The .oedu file holds the OEDesignUnits for the hits, as well as a surface representation of the binding site. The protein in each OEDesignUnit is tagged with Patch Score, Patch Shape Score, and Patch Color Score and Sequence Similarity. These values can be found in the Proteins spreadsheet window in VIDA.
The .log file contains any warnings or messages from the search, as well as a second copy of the scores.
The .param contains all the parameters used to run search and can be used to re-run the identical search using the
-param
flag.
Scoring in sitehopper_search¶
sitehopper_search orders hits according Patch Score.
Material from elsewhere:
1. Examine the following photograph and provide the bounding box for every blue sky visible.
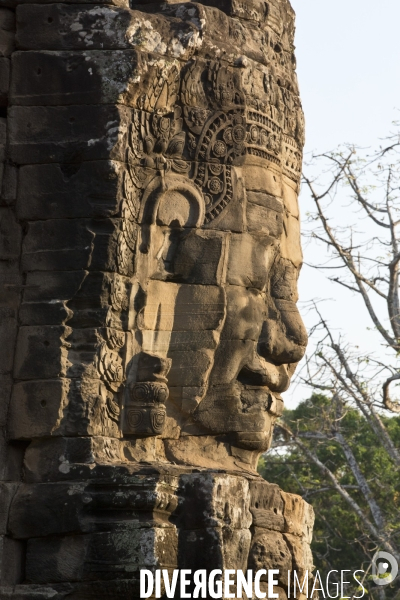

Instead of calculating a Color Tanimoto from 0-1, sitehopper_search calculates a color score from 0-3, by multiplying Color Tanimoto by 3. This value is called Patch Color Score. The shape tanimoto is calculated the same as in ShapeTK, and called Patch Shape Score. The resulting Patch Score in sitehopper_search is equal to the sum of the Patch Color and Patch Shape scores, analogous to how the Tanimoto combo score is the sum of Tanimoto shape and color. Patch Score ranges from 0-4, rather than 0-2, with 4.0 being perfect overlap, and 0.0 being no overlap. The shape and color components are output alongside the combo score in the log file, and can also be viewed in the spreadsheet window under the protein tab in VIDA.
Binding site surface visualization¶
A surface representation of the binding site is included as part of the output design units. An example is shown below:
The surface represents residues that are close enough to interact with the ligand. The surface is comprised of four colors: white, yellow, red and blue. White corresponds to non-polar residues, yellow to polar residues, red to acidic residues, and blue to basic residues.